"Il est temps de payer un salaire juste au personnel soignant", "Les pénuries de personnels coûtent des vies", affirmaient jeudi des pancartes de grévistes rassemblés devant l'hôpital Saint-Thomas à Londres.
"Je suis dans le métier depuis des années. (...) J'ai moi-même constaté un déclin. J'aimerais que quelque chose soit fait", a dit à l'AFP Marsha Kerr, infirmière en soins intensifs.
Jusqu'à 100'000 infirmières participent à cette grève, la première dans les 106 ans d'histoire de leur syndicat, le Royal College of Nursing (RCN), jeudi puis le 20 décembre. Le mouvement concerne l'Angleterre, le Pays de Galles et l'Irlande du Nord.
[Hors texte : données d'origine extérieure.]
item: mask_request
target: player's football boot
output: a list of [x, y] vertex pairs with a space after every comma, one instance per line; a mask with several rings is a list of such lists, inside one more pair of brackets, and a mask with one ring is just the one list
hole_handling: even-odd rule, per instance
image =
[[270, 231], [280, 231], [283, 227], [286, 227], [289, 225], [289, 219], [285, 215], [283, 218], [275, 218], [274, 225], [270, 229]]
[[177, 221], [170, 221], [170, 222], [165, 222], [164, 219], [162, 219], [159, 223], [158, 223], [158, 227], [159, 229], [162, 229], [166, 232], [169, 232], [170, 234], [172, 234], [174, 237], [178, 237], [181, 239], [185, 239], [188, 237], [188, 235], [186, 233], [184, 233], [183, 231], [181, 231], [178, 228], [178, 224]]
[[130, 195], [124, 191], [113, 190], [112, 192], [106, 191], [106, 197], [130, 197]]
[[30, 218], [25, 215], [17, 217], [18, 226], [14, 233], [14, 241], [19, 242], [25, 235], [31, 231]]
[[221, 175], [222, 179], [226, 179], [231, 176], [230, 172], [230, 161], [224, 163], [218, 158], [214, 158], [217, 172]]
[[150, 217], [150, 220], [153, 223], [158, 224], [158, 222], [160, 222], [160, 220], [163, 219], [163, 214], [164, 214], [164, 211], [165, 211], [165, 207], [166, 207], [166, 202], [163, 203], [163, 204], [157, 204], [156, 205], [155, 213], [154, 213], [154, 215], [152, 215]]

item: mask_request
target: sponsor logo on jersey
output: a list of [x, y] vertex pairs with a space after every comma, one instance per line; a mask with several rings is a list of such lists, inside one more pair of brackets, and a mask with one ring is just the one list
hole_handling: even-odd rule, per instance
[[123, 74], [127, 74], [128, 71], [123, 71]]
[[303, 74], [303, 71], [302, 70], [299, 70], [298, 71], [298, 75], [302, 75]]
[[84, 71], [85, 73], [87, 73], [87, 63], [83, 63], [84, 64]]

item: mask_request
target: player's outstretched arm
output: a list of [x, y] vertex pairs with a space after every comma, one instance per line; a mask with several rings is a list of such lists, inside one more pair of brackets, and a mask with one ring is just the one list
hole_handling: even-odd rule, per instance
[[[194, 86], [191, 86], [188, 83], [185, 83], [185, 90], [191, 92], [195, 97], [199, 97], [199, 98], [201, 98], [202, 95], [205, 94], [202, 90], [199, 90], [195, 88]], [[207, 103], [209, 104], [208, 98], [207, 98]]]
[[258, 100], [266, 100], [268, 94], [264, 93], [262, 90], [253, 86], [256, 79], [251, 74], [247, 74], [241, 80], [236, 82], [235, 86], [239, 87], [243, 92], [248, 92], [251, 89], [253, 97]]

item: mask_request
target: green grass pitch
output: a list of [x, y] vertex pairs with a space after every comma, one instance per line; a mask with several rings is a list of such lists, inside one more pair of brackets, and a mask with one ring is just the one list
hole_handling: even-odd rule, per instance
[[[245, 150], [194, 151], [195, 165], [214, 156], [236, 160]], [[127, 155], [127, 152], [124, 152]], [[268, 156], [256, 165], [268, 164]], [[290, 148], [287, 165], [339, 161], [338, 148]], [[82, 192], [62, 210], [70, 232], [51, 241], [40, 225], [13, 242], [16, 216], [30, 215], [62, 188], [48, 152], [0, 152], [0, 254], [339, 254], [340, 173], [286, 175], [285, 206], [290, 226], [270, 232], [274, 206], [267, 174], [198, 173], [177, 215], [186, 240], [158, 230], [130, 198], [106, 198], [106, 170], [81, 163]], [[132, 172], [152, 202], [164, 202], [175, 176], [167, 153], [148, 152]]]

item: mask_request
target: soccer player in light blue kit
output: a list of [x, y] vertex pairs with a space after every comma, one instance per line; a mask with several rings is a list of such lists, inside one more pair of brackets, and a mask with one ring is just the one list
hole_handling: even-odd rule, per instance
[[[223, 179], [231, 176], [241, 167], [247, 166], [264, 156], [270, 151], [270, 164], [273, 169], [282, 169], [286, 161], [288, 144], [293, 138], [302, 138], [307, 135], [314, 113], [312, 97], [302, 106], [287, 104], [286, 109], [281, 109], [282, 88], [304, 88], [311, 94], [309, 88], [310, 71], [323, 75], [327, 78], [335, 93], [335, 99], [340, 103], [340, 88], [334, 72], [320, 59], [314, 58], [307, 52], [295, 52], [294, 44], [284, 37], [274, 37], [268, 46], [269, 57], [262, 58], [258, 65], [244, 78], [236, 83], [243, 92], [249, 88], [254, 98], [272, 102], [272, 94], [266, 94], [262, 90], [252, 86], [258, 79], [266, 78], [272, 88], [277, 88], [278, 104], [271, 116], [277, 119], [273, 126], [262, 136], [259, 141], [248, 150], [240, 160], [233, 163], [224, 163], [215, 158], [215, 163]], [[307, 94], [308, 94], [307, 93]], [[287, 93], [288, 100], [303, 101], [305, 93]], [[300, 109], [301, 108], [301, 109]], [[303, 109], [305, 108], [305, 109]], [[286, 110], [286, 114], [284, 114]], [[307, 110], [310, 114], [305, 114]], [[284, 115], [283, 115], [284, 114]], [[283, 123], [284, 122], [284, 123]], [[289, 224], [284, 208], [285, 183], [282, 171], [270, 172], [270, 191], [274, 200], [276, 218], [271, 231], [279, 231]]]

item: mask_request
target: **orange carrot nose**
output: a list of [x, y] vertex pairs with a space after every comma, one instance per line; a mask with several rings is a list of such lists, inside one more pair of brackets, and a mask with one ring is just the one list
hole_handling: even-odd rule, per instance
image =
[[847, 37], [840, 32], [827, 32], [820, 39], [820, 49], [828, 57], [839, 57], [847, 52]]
Il intervient dans une période de tensions sociales rares à l'approche de Noël. Des cheminots à la police aux frontières, de nombreuses catégories professionnelles seront en grève en cette fin d'année, bousculant les projets de certains Britanniques.
Le gouvernement conservateur, en difficulté dans les sondages, se montre implacable, promettant de légiférer pour réduire le pouvoir des syndicats et refusant de s'impliquer dans les négociations. Mais le mouvement des soignants constitue un défi car la sympathie de l'opinion est grande pour les employés du système de santé public gratuit, longtemps fierté nationale et lessivé par dix ans d'austérité puis la pandémie.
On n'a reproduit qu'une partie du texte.